Essay Writing Steps
Phase 1: Prewrite
Carefully read the prompt. Spend time prewriting on the topic to generate information and to work out a plan to organize your essay.
- Circle or underline ideas that could form the main points for your essay.
- Establish an order for them and generate details for developing these ideas into paragraphs.
- Decide on a lead-in for your essay that engages the reader and focuses on the topic.
- Write a clear thesis statement stating your position on the topic.
Phase 2: Draft
Draft the essay. Make your paper believable and sensible. Support your main ideas with specific examples and details.
Phase 3: Revise
Take a mental break: five minutes if taking the T-COM; more if you are taking THEA.
Read over your draft carefully and make sure your ideas are easy to follow for someone unfamiliar with the topic.
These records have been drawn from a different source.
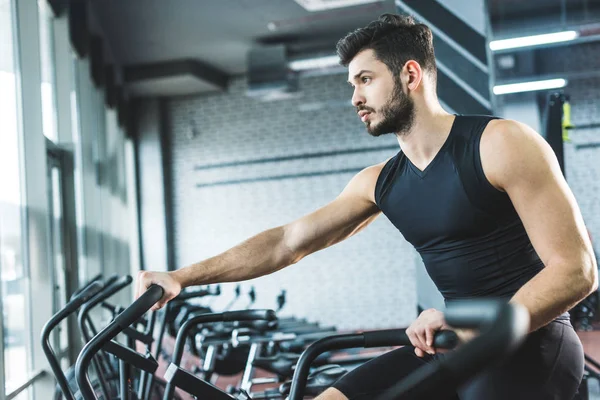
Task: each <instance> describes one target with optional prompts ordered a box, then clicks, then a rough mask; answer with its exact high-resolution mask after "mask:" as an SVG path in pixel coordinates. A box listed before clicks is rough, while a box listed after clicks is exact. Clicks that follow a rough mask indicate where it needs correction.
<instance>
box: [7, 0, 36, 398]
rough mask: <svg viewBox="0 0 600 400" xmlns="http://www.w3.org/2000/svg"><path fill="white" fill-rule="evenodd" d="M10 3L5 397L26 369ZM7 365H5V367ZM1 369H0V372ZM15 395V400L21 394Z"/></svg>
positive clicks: (28, 369)
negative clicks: (5, 390)
mask: <svg viewBox="0 0 600 400" xmlns="http://www.w3.org/2000/svg"><path fill="white" fill-rule="evenodd" d="M13 15H14V3H13V2H12V1H11V0H0V121H2V134H0V169H1V171H2V174H0V187H1V188H2V190H0V278H1V279H0V283H1V286H0V292H1V293H2V320H1V322H2V324H1V325H3V333H4V343H0V348H2V347H3V350H4V361H5V363H4V365H5V367H4V374H5V376H4V382H5V388H0V390H6V392H7V393H10V392H11V391H12V390H13V389H14V388H15V387H17V386H19V385H21V384H22V383H24V382H25V381H26V380H27V378H28V371H29V365H28V363H29V359H30V357H29V354H28V348H29V342H30V334H29V331H30V329H28V326H29V322H28V321H29V310H28V309H27V307H26V304H27V302H26V297H25V296H26V293H27V292H28V280H27V276H26V274H25V270H24V267H23V262H24V257H23V245H22V226H21V217H22V209H23V204H22V200H21V182H20V159H19V156H20V151H19V142H20V137H19V128H18V123H17V115H18V114H17V86H16V84H17V82H16V78H15V58H14V53H15V52H14V46H13V43H15V41H14V32H15V26H14V23H13V21H14V19H13ZM7 366H10V368H8V367H7ZM0 371H2V369H0ZM23 393H25V392H22V394H21V395H19V397H18V398H19V399H21V398H26V397H27V394H26V393H25V394H23Z"/></svg>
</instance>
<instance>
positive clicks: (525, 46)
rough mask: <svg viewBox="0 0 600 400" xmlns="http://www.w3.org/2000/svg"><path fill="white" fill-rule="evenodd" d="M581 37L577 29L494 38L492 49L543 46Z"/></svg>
mask: <svg viewBox="0 0 600 400" xmlns="http://www.w3.org/2000/svg"><path fill="white" fill-rule="evenodd" d="M578 37H579V33H578V32H576V31H563V32H555V33H545V34H543V35H533V36H523V37H517V38H511V39H501V40H492V41H491V42H490V49H491V50H492V51H497V50H508V49H516V48H519V47H531V46H541V45H545V44H551V43H560V42H568V41H570V40H575V39H577V38H578Z"/></svg>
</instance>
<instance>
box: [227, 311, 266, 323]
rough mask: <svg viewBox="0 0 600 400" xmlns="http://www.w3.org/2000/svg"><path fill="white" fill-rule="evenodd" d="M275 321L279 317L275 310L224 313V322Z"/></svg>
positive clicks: (231, 311)
mask: <svg viewBox="0 0 600 400" xmlns="http://www.w3.org/2000/svg"><path fill="white" fill-rule="evenodd" d="M253 320H264V321H275V320H277V315H276V314H275V311H273V310H245V311H228V312H224V313H223V321H225V322H232V321H253Z"/></svg>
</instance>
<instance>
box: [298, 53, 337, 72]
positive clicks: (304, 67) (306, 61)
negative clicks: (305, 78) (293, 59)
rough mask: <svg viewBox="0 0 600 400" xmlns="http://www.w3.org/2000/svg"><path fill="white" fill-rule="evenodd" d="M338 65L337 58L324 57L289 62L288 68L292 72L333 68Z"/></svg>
mask: <svg viewBox="0 0 600 400" xmlns="http://www.w3.org/2000/svg"><path fill="white" fill-rule="evenodd" d="M339 64H340V59H339V57H338V56H325V57H317V58H308V59H306V60H296V61H290V63H289V64H288V66H289V67H290V69H292V70H294V71H304V70H307V69H318V68H328V67H334V66H337V65H339Z"/></svg>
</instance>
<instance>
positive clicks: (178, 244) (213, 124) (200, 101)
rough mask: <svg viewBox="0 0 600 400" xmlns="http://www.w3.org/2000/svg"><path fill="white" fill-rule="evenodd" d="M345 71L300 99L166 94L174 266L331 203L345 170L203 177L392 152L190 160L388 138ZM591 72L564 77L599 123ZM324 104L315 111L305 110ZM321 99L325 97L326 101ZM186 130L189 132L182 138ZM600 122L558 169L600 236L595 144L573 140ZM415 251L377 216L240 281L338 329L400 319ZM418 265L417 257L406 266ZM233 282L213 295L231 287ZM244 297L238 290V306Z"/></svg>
mask: <svg viewBox="0 0 600 400" xmlns="http://www.w3.org/2000/svg"><path fill="white" fill-rule="evenodd" d="M345 79H346V77H345V76H344V75H335V76H326V77H312V78H305V79H303V80H302V81H301V88H302V92H303V96H302V97H301V98H299V99H292V100H285V101H279V102H272V103H260V102H256V101H255V100H252V99H250V98H247V97H246V96H245V94H244V92H245V90H246V85H245V82H244V79H242V78H239V79H236V80H234V81H233V82H232V84H231V87H230V88H229V90H228V92H227V93H225V94H216V95H215V94H213V95H206V96H191V97H185V98H178V99H174V100H171V101H170V107H169V108H170V110H169V112H170V117H171V118H170V124H171V126H170V129H171V132H172V136H171V140H172V149H173V154H172V162H173V165H172V166H173V179H174V182H173V194H172V195H173V199H174V212H175V215H174V220H175V227H174V229H175V232H174V235H175V247H176V248H175V251H176V257H177V266H178V267H181V266H185V265H188V264H190V263H192V262H196V261H199V260H202V259H204V258H207V257H210V256H213V255H215V254H218V253H219V252H221V251H224V250H226V249H228V248H230V247H231V246H233V245H235V244H237V243H239V242H241V241H242V240H244V239H246V238H248V237H249V236H251V235H254V234H256V233H258V232H260V231H262V230H264V229H268V228H270V227H274V226H277V225H281V224H284V223H286V222H288V221H291V220H293V219H295V218H298V217H300V216H302V215H304V214H306V213H308V212H311V211H313V210H315V209H316V208H318V207H321V206H323V205H324V204H326V203H327V202H329V201H331V200H332V199H333V198H334V197H335V196H337V195H338V194H339V192H340V191H341V190H342V189H343V187H344V186H345V185H346V184H347V182H348V181H349V180H350V178H351V177H352V175H353V174H352V173H343V174H334V175H325V176H319V177H308V178H293V179H282V180H274V181H260V182H252V183H242V184H237V185H220V186H210V187H200V188H198V187H197V186H196V185H197V184H209V183H213V182H222V181H227V180H237V179H248V178H260V177H266V176H273V175H285V174H297V173H304V172H314V171H326V170H338V169H347V168H356V169H360V168H362V167H365V166H367V165H371V164H373V163H376V162H379V161H383V160H385V159H386V158H387V157H389V156H390V155H392V154H394V153H395V150H382V151H373V152H366V153H359V154H351V155H339V156H330V157H322V158H309V159H304V160H292V161H282V162H277V163H262V164H251V165H242V166H231V167H222V168H213V169H204V170H198V171H195V170H194V166H196V165H210V164H218V163H224V162H235V161H246V160H256V159H264V158H270V157H279V156H286V155H294V154H303V153H315V152H323V151H333V150H343V149H350V148H354V149H357V148H364V147H374V146H385V145H395V144H396V143H397V142H396V141H395V139H394V138H393V137H391V136H388V137H383V138H372V137H370V136H369V135H368V134H366V132H365V131H364V128H363V127H362V124H361V123H360V121H358V118H356V116H355V115H354V113H353V110H352V108H349V107H344V106H342V104H343V103H344V102H345V103H348V101H349V99H350V96H351V89H350V88H349V87H348V86H347V84H346V83H345ZM599 89H600V79H597V78H596V79H588V80H579V81H572V82H571V83H570V84H569V87H568V88H567V90H566V92H567V93H568V94H569V95H570V96H571V104H572V110H573V111H572V116H573V118H572V119H573V122H574V123H577V124H584V123H589V122H598V121H599V120H600V112H598V93H599V92H600V91H599ZM317 103H322V104H321V107H320V108H318V110H317V111H312V112H309V111H302V108H305V107H307V106H310V105H315V104H317ZM328 103H329V105H327V104H328ZM192 130H194V131H195V132H196V133H197V136H196V137H193V138H190V136H189V133H190V132H191V131H192ZM599 133H600V130H599V129H595V130H588V131H583V130H578V131H575V132H572V133H571V137H572V139H573V143H572V144H566V146H565V159H566V168H567V178H568V181H569V185H570V186H571V188H572V190H573V192H574V193H575V196H576V198H577V201H578V203H579V206H580V207H581V211H582V213H583V216H584V218H585V221H586V223H587V225H588V227H589V229H590V231H591V232H592V235H593V236H594V237H595V238H596V242H600V200H599V198H600V197H599V194H600V162H599V161H598V159H599V158H600V149H599V148H595V149H581V150H576V149H575V145H576V144H582V143H589V142H598V141H600V136H599ZM415 256H416V253H415V252H414V250H413V249H412V247H411V246H410V245H409V244H408V243H406V242H405V241H404V239H403V238H402V236H401V235H400V234H399V233H398V232H397V231H396V230H395V228H394V227H393V226H392V225H391V224H390V223H389V221H388V220H387V219H386V218H385V217H380V218H379V219H378V220H377V221H375V222H374V223H373V224H372V225H371V226H370V227H369V228H368V229H367V230H365V231H364V232H362V233H360V234H359V235H357V236H356V237H354V238H351V239H349V240H348V241H346V242H344V243H341V244H338V245H336V246H334V247H332V248H330V249H327V250H325V251H322V252H320V253H317V254H314V255H312V256H309V257H307V258H306V259H305V260H302V261H301V262H300V263H299V264H297V265H295V266H292V267H289V268H287V269H285V270H283V271H280V272H278V273H276V274H274V275H272V276H267V277H263V278H260V279H257V280H255V281H253V282H247V283H244V284H243V292H244V294H246V293H247V292H248V291H249V289H250V286H251V285H254V286H255V287H256V291H257V295H258V301H257V304H256V307H270V308H271V307H275V297H276V295H277V294H278V293H279V291H280V290H281V289H286V290H287V293H288V304H287V305H286V308H285V310H286V313H287V314H294V315H298V316H306V317H308V318H311V319H315V320H318V321H320V322H322V323H323V324H334V325H336V326H338V327H339V328H340V329H360V328H380V327H392V326H405V325H407V324H409V323H410V321H411V320H412V319H414V318H415V317H416V313H415V308H416V283H415V281H416V278H415V276H416V272H415V268H419V267H421V268H422V264H421V263H418V262H417V263H415V258H416V257H415ZM415 264H416V265H417V266H416V267H415ZM233 286H234V285H226V286H225V293H226V294H225V295H224V296H222V299H221V300H219V301H218V302H215V303H214V306H215V308H216V309H218V308H219V307H222V306H223V305H225V304H226V303H227V302H228V301H229V299H230V298H231V296H232V294H231V293H232V291H233ZM245 304H247V297H245V298H244V299H243V300H242V301H240V303H238V305H239V306H243V305H245Z"/></svg>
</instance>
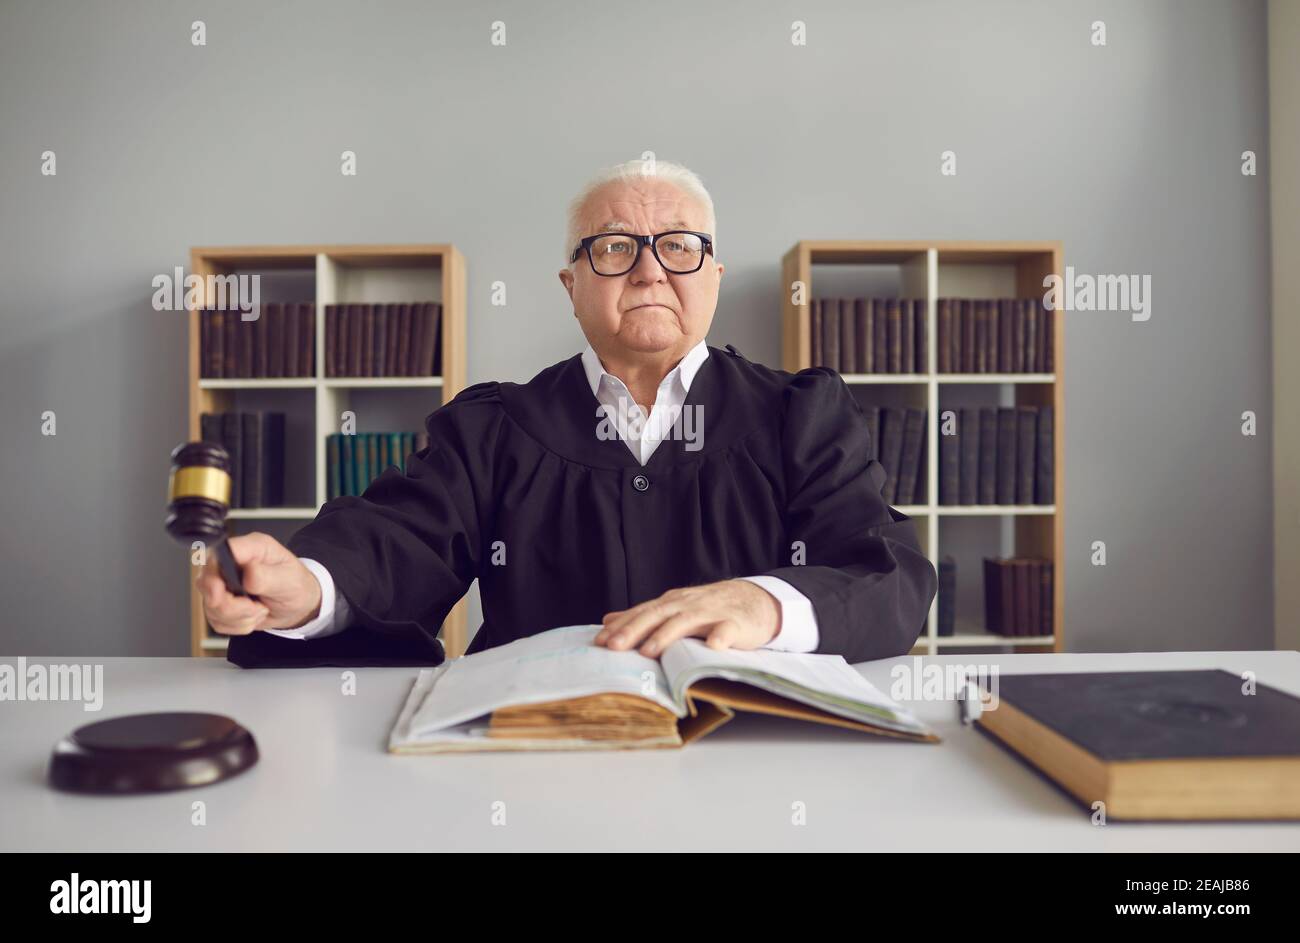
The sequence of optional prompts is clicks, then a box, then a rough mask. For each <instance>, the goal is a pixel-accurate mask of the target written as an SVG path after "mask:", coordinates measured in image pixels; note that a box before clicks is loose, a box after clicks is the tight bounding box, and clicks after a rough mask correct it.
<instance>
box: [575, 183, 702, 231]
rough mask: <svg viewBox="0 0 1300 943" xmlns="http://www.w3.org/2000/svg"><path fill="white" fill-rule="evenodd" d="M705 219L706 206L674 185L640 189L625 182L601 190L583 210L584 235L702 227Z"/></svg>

Add any details and transitions that would make your meaning clearer. Delete any details that don’t clearly develop your main points. Move information that is in the wrong place.
Phase 4: Proofread
Read through your essay watching for omitted words, sentence fragments, comma splices, and run-ons. Cross out information you don’t want readers to see.
Before you go take the test, review papers your instructors have marked and make a list of the kinds of errors you typically make and ways to identify those errors. By doing this, you will know what kinds of error to look for in your final essay.
Try reading your paper from the last sentence to the first sentence. Reading your sentences out of sequence is a good strategy for locating errors.
The TSI writing criteria place more importance on how well you organize and express your ideas than on how you handle the mechanical aspects of writing. Be as precise and correct as possible, but focus your attention on making sense and on saying exactly what you mean. It is okay to use a word that expresses just the right meaning even if you aren’t 100% sure of the spelling.